|Title||International Best Practices for Pre- Processing and Co-Processing Municipal Solid Waste and Sewage Sludge in the Cement Industry|
|Year of Publication||2012|
|Authors||Ali Hasanbeigi, Hongyou Lu, Christopher J Williams, Lynn K Price|
|Institution||Lawrence Berkeley National Laboratory|
|Keywords||cement industry, China Energy, China Energy Group, co-processing, energy analysis and environmental impacts department, industrial energy efficiency, policy studies, pre-processing, sewage sludge, solid waste|
Co-processing municipal solid waste (MSW) and sewage sludge in cement kilns can both reduce the cement industry's growing fossil fuel use and carbon dioxide (CO2) emissions and help address the increasing need for safe and environmentally sensitive municipal waste treatment and disposal.
The cement industry accounts for approximately 5 percent of current anthropogenic CO2 emissions worldwide. Given increasing cement demand and production, the industry's absolute energy use and CO2 emissions will continue to grow. Cement kilns typically burn fossil fuels, which are non-renewable and being depleted rapidly. Treating wastes in cement kilns, known as co-processing, can reduce the industry's reliance on fossil fuels and decrease associated CO2 emissions. The ashes from waste co-processing will be integrated into the clinker which can result in saving the virgin raw materials. In addition, treating wastes in cement production can help alleviate the problems associated with the increase in waste generation around the world, especially in developing countries experiencing rapid urbanization. Municipalities and governments in many urban areas, especially those with underdeveloped waste management systems,face growing difficulties disposing of MSW and sewage sludge in a manner that protects human and environmental health.

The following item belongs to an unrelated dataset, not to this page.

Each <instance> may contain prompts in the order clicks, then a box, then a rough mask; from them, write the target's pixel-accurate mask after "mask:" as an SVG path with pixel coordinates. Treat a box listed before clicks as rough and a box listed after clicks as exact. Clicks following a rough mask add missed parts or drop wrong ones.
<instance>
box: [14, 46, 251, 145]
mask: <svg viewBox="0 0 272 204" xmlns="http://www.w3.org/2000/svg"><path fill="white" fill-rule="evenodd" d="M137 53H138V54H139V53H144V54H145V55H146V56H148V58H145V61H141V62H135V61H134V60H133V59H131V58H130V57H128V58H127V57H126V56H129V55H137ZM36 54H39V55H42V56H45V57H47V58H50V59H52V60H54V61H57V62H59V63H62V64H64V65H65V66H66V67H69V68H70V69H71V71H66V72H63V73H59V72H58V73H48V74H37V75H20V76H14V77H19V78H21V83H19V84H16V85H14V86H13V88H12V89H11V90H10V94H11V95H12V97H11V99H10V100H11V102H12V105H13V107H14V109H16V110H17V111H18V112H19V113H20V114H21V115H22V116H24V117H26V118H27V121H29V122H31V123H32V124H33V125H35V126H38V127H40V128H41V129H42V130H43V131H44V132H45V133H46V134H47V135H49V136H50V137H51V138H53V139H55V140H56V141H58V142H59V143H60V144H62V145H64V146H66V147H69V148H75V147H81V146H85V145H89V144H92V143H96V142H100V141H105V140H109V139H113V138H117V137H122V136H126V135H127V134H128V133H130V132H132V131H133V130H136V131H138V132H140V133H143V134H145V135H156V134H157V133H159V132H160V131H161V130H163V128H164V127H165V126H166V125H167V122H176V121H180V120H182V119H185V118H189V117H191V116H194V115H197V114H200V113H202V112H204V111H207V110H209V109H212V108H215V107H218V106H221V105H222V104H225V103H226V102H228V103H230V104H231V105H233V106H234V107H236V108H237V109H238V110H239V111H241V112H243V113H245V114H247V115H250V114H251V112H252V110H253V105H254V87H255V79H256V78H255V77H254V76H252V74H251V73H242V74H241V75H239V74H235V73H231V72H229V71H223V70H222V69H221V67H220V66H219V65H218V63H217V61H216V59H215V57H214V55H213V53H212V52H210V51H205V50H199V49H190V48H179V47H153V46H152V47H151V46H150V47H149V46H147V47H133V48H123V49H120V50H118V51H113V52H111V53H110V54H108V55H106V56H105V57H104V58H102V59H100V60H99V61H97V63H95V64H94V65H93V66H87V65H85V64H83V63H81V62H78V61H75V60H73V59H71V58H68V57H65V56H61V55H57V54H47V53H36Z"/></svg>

The high temperatures and sufficiently long residence time in cement kilns and other characteristics of cement production make co-processing of waste materials a viable strategy. Wastes have been co-processed in cement kilns for more than 20 years, and this practice is prevalent in some developed countries such as the United States and Japan, as well as in a number of countries in the European Union.Many developing countries such as China and nations in Southeast Asia are initiating programs to promote co-processing of wastes in the cement industry. Regulations, standards, and the technical infrastructure in these developing countries are less mature than in countries that have a long experience with co-processing waste in the cement industry.
The purpose of this report is to describe international best practices for pre-processing and co-processing of MSW and sewage sludge in cement plants, for the benefit of countries that wish to develop co-processing capacity. The report is divided into three main sections. Section 2 describes the fundamentals of co-processing, Section 3 describes exemplary international regulatory and institutional frameworks for co-processing, and Section 4 describes international best practices related to the technological aspects of co-processing.